Quetzalcóatl sur le temple de Teotihuacan. Image Bomba Rosa

Si on assemble les deux significations, Quetzalcóatl peut signifier « précieux jumeau » ou « serpent à plumes ».

En tant qu’homme, Quetzalcóatl s’est incarné sous la forme de Topiltzin, le souverain de Tollan.
Topiltzin était un souverain sage et pacifique qui régnait sur la cité Toltèque de Tollan. Il a enseigné à son peuple à renoncer aux sacrifices humains.
Pour une raison obscure, il a fini par renoncer à son trône.
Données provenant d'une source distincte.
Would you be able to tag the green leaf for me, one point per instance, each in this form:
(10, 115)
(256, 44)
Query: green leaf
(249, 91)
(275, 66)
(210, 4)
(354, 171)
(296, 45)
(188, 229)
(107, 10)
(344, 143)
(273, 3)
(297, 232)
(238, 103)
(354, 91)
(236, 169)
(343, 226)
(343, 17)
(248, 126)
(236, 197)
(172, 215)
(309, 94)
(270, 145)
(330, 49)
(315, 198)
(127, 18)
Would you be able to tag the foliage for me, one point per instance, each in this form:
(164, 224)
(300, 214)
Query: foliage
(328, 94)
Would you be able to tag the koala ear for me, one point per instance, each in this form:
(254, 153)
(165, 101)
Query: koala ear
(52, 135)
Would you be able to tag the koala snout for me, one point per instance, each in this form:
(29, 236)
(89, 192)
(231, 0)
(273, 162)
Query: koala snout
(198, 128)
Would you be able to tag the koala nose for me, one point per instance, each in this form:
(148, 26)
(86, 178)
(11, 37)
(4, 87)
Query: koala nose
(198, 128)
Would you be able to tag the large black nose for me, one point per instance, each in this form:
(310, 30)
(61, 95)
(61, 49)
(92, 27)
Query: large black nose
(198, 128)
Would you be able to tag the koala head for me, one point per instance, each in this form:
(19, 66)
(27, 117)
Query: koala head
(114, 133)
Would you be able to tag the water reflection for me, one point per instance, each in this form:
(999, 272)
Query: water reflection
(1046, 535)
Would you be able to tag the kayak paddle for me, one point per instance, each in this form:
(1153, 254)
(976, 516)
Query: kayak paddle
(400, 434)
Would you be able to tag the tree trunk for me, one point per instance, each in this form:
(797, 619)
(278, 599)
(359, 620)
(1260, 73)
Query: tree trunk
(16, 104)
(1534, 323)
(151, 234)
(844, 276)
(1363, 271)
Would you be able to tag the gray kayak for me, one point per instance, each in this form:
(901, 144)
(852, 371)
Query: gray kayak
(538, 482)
Il alors mis le feu à sa cité puis il a accompli un pèlerinage de pénitence vers le golfe du Mexique.
Il a alors convoqué tous les serpents puis les a liés entre eux pour en faire un radeau.

C’est ainsi que Topiltzin- Quetzalcóatl a quitté le Mexique pour se rendre à Tlapallan, d’où il était originaire.

Il a cependant promis de revenir au Mexique et d’aborder au même endroit.



Quetzalcóatl . Serpents à plumes géants dans le temple de Tenochtitlan. Image Jami Dwyer

Quand Cortès a accosté au Mexique en 1519, les Incas ont cru que leur dieu était de retour d’où l’absence de résistance face à cet envahisseur.

Quetzalcóatl a apporté le maïs aux ancêtres des Aztèques. Au temps du premier couple, Oxomoco et Cipactonal, des fourmis ont caché les graines de maïs à l’intérieur d’une montagne.
Quetzalcóatl s’est donc transformé en fourmi pour rapporter le précieux butin aux autres dieux.
Ces derniers, après l’avoir goûté, ont décidé que c’était une nourriture idéale pour les hommes.



Teotihuacan. Temple du Soleil. Image Joel Bedford

C’était également un dieu de la Fertilité et du Vent.

Dans une version du mythe de Topiltzin- Quetzalcóatl, le dieu s’est sacrifié lui-même sur un bûcher funéraire et son âme s’est élevée dans le ciel pour prendre la forme de Vénus en tant qu’étoile du matin.

Après l'introduction du christianisme au Mexique, Quetzalcóatl a été associé à Jésus-Christ. D'autres dieux ont été assimilés à des saints comme Tlaloc qui qui est devenu saint Jean-Baptiste, parce qu'il a été associé à l'eau du baptême.